Art photography print types refers to the process and paper of how the photograph is printed and developed.

- C-Print / Chromogenic Print: A C-Print is the traditional way of printing using negatives or slides, an enlarger, and photographic paper—through a process of exposure and emulsive chemical layers. Chromogenic color prints are composed of cyan, magenta, and yellow layers, which together create the complete image. This process is the most common type of color photo printing.
- Digital C-Print: Also called Lambda or Lightjet prints, this process uses digital exposure systems to output the image, but traditional photographic paper and emulsion processes to produce the final print.

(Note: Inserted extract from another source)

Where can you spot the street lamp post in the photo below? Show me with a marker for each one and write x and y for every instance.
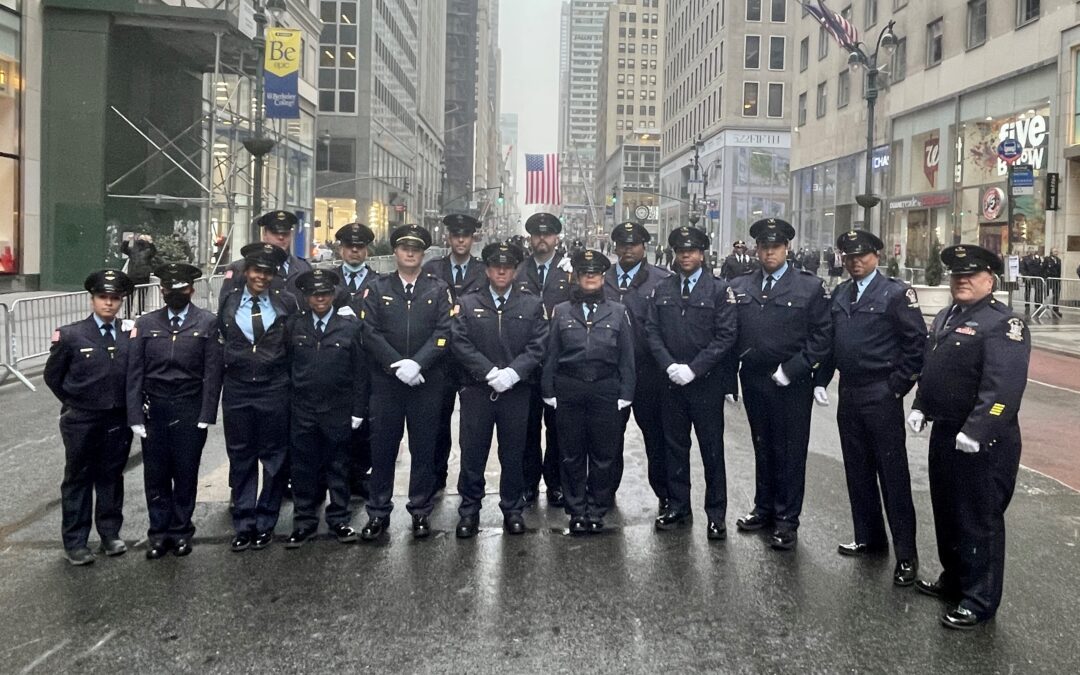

- Inkjet Print: Inkjet is a broad category for works printed through an additive process of sprayed ink droplets, as opposed to being chemically developed. Essentially, it is a higher quality version of a household printer. There are several types of inkjet prints, including dye- and pigment-based types, which affect the archival quality and longevity of the print.
- Giclée: This is an alternate name for an inkjet print on traditionally thicker support structure.
- Photogram: These use light-sensitive photographic paper directly (without any camera or negative), creating images and visual effects by exposing the paper to light.
- Gelatin silver process: This is the most traditional black-and-white emulsive process, introduced in the late 1800s and still available today. The image is developed through a wet process, using paper coated with a layer of silver salts and gelatin.